Guillermo Del Toro won’t be climbing the Mountains of Madness

Director's ambitious 3D adaptation of HP Lovecraft story fails to get green light due to potential R rating
  
  

Guillermo del Toro
Guillermo del Toro ... 'Madness has gone dark. The ‘R’ did us in.' Photograph: Miguel Villagran/AP Photograph: Miguel Villagran/AP

He envisaged it as the dawn of a new era of big-budget horror moviesthat offer a classier take on the genre. But Guillermo Del Toro admitted yesterday that his dream project, a $150m 3D adaptation of HP Lovecraft's At the Mountains of Madness, may never see the light of day.
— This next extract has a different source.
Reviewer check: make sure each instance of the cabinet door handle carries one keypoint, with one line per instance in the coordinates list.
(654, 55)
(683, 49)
In an email to the New Yorker's Daniel Zalewski, who has been following the Mexican director's attempts to get the ambitious movie greenlit, Del Toro wrote: "Madness has gone dark. The 'R' did us in."
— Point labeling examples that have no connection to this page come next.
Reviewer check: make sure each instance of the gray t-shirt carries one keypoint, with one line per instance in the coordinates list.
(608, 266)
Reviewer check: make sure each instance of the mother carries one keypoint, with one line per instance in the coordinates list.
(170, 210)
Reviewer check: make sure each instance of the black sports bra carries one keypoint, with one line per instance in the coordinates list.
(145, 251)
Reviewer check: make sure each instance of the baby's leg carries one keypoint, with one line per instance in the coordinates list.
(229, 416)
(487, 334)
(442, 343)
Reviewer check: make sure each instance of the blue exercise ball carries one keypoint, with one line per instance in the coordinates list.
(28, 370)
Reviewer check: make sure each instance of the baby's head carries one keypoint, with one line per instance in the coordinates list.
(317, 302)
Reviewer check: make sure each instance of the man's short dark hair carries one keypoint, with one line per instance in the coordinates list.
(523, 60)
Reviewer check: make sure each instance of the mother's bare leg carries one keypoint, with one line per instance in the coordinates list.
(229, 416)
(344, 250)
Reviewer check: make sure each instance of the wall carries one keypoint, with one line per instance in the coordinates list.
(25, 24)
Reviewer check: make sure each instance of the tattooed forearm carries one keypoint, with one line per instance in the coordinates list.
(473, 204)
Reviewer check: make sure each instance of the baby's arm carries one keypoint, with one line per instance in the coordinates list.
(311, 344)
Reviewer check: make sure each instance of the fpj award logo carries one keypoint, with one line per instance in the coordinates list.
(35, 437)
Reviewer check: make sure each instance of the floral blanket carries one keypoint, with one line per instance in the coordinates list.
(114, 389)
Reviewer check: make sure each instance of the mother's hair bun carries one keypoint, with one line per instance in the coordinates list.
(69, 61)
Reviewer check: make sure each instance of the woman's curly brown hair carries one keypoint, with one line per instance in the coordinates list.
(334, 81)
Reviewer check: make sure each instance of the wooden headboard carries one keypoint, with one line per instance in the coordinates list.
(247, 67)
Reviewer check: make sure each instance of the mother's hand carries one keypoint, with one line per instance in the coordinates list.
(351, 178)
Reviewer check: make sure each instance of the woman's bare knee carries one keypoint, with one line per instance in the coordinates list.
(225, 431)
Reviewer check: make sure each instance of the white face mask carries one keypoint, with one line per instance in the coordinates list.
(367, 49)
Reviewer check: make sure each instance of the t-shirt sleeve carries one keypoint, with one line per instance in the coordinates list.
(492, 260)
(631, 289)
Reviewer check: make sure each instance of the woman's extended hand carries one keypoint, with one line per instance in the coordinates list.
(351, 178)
Del Toro refers to the R certificate that the film was likely to receive from US censors. Lovecraft's story concerns a group of scientists who encounter mutating aliens during an expedition to Antarctica, and Del Toro was not keen to tone down the horror to achieve a more marketable PG13 rating. He had previously told the New Yorker that while the film would not be especially gory, he wished to retain the creative freedom "to make it really, really uncomfortable and nasty" and therefore required permission to risk an R. However, it seems Universal was unwilling to finance a movie that might struggle at the box office. Only those above the age of 17 can see an R movie in the US, unless accompanied by an adult.

"The natural flaw of horror is that 99% of the time it's a clandestine genre," Del Toro said in another conversation with Zalewski. "It lives and breathes – Texas Chainsaw Massacre, the first Saw, The Blair Witch Project – in dark little corners that come out and haunt you. Rarely is there a beautiful orchid that blooms." The film-maker compared the scope of At the Mountains of Madness to Alfred Hitchcock's The Birds. "[That] was a major film-maker using cutting-edge optical technology and special effects," he said. "It was a big-budget movie. It had Edith Head designing costumes, it had all the luxuries. And it was appealing because it had all the polished aspects of a studio film."

Universal's refusal to fund the project is surprising since it was reported yesterday that Tom Cruise had agreed to star. Producer Don Murphy told io9 that filming was scheduled to begin in June, but later retracted his statement.